Cord blood showed Hb of 8 gm%, O positive BG and bilirubin of 5mg/dl.
An exchange transfusion was performed. Neonatal death occurred within
six hours of life due to respiratory distress syndrome. Lactation
suppression and injection Anti - D 300 microgram was given to the
mother and she had an uneventful recovery.
Discussion
The relative incidence of hydrops fetalis has changed dramatically in
the last 2 decades due to prevention of
immune related hydrops fetalis secondary to Rhesus isoimmunization
by Rh anti D prophylaxis. With the use of Anti - D prophylaxis
immunological causes account for
less than 20% of the cases.[1] NIHF is more
common than hydrops fetalis and the incidence of NIHF in Southeast
Asia varies from 1 in 500 to 1 in 1500.[1]
Maternal causes of NIHF are idiopathic, alpha thalassemia, TORCH
infections, thyrotoxicosis, diabetes
mellitus, preeclampsia, anemia, hypoprotenemia. Fetal causes are
cardiovascular diseases leading to low or high output cardiac
failure, chromosomal abnormalities, thoracic masses, intrauterine
infections, twin pregnancies, renal malformations, placental
abnormalities, metabolic conditions.[1]
Lysosomal storage disorders like mucopolysaccharidosis 7,
Niemann–Pick disease, galactosialidosis, mucolipidosis and type 2
gaucher disease must be considered when dealing with recurrent
hydrops. Mechanism by which these present as NIHF is still
unknown.[2,3] Other rare cause of recurrent
fatal fetal hydrops is nucleotide substitution in the erythrocyte
Beta spectrin gene.[4] Intrauterine
investigations done include CD with 2D- ECHO and
MCA-PSV. In addition cord blood Hb, DCT, TORCH, parvovirus and
karyotype can be offered. In utero treatment includes tertiary care
management, intraperitoneal and intrauterine transfusions, fetal
thoracocentesis or pericardiocentesis, transplacental drug therapy
for fetal dysarrhythmias and treatment of
polyhydramnios. The management at birth consists
of vigorous and zealous resuscitation, appropriate treatment
with fluids, diuresis, dialysis,
treatment of cardiac failure, partial or total exchange transfusions.
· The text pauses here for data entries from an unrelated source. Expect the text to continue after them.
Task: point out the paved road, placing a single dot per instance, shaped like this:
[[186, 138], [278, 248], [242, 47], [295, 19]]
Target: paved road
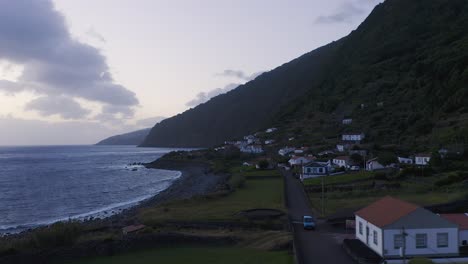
[[315, 247]]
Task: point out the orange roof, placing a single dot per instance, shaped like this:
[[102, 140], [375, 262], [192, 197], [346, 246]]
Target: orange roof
[[460, 219], [386, 211], [132, 228]]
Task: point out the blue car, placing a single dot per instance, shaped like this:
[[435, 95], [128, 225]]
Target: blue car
[[309, 222]]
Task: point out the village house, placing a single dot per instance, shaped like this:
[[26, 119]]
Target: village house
[[301, 150], [422, 159], [462, 221], [299, 161], [341, 161], [314, 169], [132, 229], [343, 146], [374, 164], [360, 152], [250, 139], [347, 121], [403, 160], [252, 149], [326, 153], [285, 151], [353, 137], [391, 228]]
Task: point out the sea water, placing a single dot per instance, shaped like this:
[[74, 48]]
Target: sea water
[[45, 184]]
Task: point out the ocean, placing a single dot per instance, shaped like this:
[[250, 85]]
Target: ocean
[[44, 184]]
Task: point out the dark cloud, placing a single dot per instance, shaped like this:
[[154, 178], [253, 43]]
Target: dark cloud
[[347, 12], [63, 106], [150, 122], [34, 35], [14, 131], [95, 35], [205, 96], [238, 74]]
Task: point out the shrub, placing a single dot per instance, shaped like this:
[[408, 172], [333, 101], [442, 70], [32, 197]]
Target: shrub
[[420, 261], [58, 234], [451, 178], [236, 181]]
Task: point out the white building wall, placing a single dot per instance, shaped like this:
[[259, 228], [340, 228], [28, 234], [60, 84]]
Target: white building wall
[[463, 235], [431, 249], [378, 248]]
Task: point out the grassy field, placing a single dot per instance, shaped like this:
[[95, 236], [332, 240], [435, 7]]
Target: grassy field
[[195, 255], [334, 202], [256, 193], [341, 178]]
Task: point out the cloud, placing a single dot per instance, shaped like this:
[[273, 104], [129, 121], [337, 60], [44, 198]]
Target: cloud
[[149, 122], [9, 87], [63, 106], [205, 96], [238, 74], [347, 12], [14, 131], [35, 36], [95, 35]]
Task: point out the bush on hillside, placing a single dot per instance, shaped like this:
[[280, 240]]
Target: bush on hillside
[[57, 235]]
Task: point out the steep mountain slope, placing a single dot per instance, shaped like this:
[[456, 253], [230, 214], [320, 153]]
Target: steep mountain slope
[[132, 138], [411, 57]]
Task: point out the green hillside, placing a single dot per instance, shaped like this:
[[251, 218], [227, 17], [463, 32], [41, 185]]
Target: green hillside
[[402, 76]]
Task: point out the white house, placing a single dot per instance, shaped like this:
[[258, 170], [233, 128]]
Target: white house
[[342, 147], [314, 169], [353, 137], [253, 149], [301, 150], [341, 161], [390, 227], [403, 160], [462, 221], [347, 121], [250, 139], [299, 161], [422, 159], [373, 164], [285, 151]]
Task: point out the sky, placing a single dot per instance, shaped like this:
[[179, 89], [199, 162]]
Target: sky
[[75, 72]]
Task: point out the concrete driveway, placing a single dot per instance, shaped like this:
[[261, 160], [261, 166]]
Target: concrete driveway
[[317, 247]]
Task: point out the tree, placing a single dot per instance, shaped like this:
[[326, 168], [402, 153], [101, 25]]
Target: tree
[[387, 158], [263, 164]]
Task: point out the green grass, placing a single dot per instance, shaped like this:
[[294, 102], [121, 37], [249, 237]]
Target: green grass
[[340, 179], [263, 193], [334, 202], [195, 255], [262, 173]]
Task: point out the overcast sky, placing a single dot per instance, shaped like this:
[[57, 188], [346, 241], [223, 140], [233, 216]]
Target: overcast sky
[[73, 72]]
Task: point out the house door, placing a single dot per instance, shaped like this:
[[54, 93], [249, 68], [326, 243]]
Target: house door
[[367, 235]]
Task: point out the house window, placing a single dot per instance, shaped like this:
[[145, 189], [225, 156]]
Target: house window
[[442, 239], [421, 240], [398, 241]]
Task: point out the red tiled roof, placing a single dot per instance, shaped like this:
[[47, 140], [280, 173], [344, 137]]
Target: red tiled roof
[[132, 228], [386, 211], [342, 158], [460, 219]]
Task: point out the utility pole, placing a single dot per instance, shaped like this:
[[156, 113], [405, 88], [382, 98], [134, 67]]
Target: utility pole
[[404, 245]]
It is also important to screen for metabolic disorders when other
common etiologies have been excluded.[1,5]
Though rare, obstetricians must keep in mind the possibility of a
neonate with NIHF in a Rhesus non immunized mother.
References
- Begum N, Kazal RK, Anwary SA, Nahar KN, Shamsunnahar PA, Akhter N. A neonate with Non –immune Hydrops Fetalis in Rh Non-immunized Mother. Bangladesh J Child Health 2010; 34(2): 70-72.
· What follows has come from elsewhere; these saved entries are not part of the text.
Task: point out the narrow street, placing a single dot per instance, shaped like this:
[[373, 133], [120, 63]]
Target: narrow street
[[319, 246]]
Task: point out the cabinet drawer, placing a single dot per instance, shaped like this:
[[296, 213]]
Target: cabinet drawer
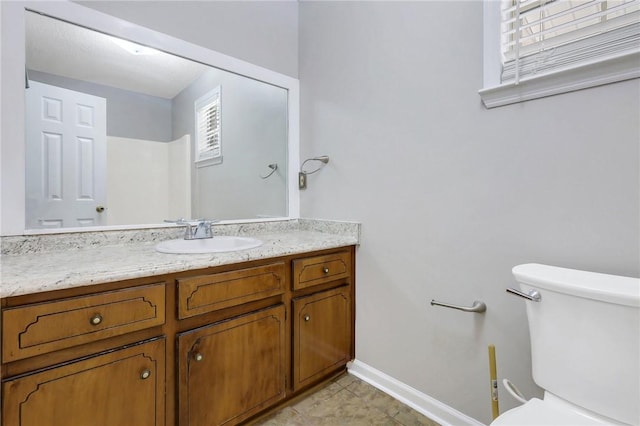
[[46, 327], [207, 293], [320, 269], [121, 387]]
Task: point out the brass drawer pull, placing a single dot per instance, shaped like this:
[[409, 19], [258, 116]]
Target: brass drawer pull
[[96, 319]]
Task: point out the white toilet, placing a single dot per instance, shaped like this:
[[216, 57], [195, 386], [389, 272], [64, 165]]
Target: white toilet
[[585, 348]]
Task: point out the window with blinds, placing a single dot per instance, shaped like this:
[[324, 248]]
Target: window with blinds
[[542, 36], [208, 143]]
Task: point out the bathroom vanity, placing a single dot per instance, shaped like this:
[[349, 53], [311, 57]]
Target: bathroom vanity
[[176, 342]]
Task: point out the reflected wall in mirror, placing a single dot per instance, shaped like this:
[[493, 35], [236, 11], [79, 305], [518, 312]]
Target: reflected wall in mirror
[[111, 135]]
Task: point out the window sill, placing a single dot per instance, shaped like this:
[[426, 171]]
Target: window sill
[[208, 162], [624, 67]]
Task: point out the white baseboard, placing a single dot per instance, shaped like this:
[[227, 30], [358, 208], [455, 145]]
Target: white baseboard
[[415, 399]]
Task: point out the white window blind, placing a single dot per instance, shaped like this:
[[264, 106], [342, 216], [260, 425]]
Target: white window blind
[[208, 141], [542, 36]]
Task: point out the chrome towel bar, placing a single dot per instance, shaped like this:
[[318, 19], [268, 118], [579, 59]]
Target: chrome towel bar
[[477, 307]]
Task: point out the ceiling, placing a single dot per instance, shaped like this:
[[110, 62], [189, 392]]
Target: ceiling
[[71, 51]]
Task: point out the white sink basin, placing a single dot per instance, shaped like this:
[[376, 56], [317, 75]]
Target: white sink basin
[[218, 244]]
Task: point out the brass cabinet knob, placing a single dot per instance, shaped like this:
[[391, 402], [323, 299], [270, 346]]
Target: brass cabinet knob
[[96, 319]]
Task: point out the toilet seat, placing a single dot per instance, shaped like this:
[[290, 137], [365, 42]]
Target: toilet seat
[[552, 412]]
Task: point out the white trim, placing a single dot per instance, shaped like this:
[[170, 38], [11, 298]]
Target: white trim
[[622, 68], [491, 43], [424, 404], [13, 58]]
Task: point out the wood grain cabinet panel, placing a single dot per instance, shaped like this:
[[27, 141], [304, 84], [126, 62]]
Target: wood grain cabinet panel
[[231, 370], [119, 388], [322, 334], [207, 293], [316, 270], [46, 327]]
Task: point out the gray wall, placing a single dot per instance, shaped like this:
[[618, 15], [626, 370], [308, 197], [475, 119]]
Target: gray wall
[[450, 195], [264, 33], [253, 135], [129, 114]]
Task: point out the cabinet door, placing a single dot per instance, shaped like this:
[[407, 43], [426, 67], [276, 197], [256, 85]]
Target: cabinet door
[[233, 369], [322, 334], [118, 388]]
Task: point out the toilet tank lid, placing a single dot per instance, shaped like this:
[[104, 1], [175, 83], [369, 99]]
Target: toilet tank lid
[[590, 285]]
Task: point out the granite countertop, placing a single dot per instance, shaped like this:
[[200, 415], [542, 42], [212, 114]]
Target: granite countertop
[[38, 271]]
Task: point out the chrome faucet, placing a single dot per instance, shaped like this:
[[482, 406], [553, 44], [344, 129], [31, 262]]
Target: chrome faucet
[[195, 229]]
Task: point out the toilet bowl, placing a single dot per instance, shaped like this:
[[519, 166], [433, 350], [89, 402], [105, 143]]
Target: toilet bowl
[[551, 411], [585, 348]]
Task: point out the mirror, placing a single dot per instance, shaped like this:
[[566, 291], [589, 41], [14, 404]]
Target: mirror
[[111, 135]]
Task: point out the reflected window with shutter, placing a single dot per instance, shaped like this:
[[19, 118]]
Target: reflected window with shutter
[[208, 143]]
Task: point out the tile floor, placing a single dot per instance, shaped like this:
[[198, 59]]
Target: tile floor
[[347, 401]]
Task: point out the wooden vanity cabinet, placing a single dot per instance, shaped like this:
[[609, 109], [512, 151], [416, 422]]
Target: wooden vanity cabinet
[[231, 370], [121, 387], [216, 346], [322, 334], [323, 316]]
- Van de Kamp JM, Lefeber DJ, Ruijter GJ, Steggerda SJ, den Hollander NS, Willems SM, et al. Congenital disorder of glycosylation type 1a presenting with hydrops fetalis. J Med Genet 2007; 44(2): 277-280.
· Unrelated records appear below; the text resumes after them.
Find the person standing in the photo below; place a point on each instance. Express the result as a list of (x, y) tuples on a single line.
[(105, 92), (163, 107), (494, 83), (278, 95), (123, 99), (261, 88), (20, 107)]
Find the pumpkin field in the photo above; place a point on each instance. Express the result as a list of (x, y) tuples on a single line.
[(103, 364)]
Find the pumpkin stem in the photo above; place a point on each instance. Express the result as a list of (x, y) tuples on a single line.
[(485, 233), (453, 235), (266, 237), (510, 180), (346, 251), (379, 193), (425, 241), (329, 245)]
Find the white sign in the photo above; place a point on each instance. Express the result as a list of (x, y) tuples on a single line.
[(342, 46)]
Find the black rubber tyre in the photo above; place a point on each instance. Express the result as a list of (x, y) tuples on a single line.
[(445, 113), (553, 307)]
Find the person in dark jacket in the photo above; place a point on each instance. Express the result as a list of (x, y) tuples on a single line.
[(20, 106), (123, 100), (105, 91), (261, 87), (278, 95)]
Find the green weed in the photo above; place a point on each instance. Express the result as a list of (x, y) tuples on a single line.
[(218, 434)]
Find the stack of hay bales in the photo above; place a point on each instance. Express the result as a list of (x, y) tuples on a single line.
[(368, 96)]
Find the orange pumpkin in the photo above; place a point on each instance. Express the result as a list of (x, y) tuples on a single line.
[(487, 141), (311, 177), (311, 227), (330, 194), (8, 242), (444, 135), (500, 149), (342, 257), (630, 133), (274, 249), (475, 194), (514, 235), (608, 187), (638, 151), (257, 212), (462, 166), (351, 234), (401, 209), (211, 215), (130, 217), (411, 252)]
- Cheng Y, Verp MS, Knutel T, Hibbard JU. Mucopolysaccharidosis type 7 as a cause of recurrent non-immune hydrops fetalis. J Perinat Med 2003; 31: 535-537.
- Gallagher PG, Weed SA, Tse WT, Benoit L, Morrow JS, Marchesi SL et al. Recurrent fatal hydrops fetalis associated with a nucleotide substitution in erythrocyte beta-spectrin gene. J Clin Invest 1995; 95(3): 1174-1182.
- Fatusic Z. Nonimmune Hydrops Fetalis. Donald School Journal of Ultrasound in Obstetrics and Gynecology 2007; 1(1): 105-110.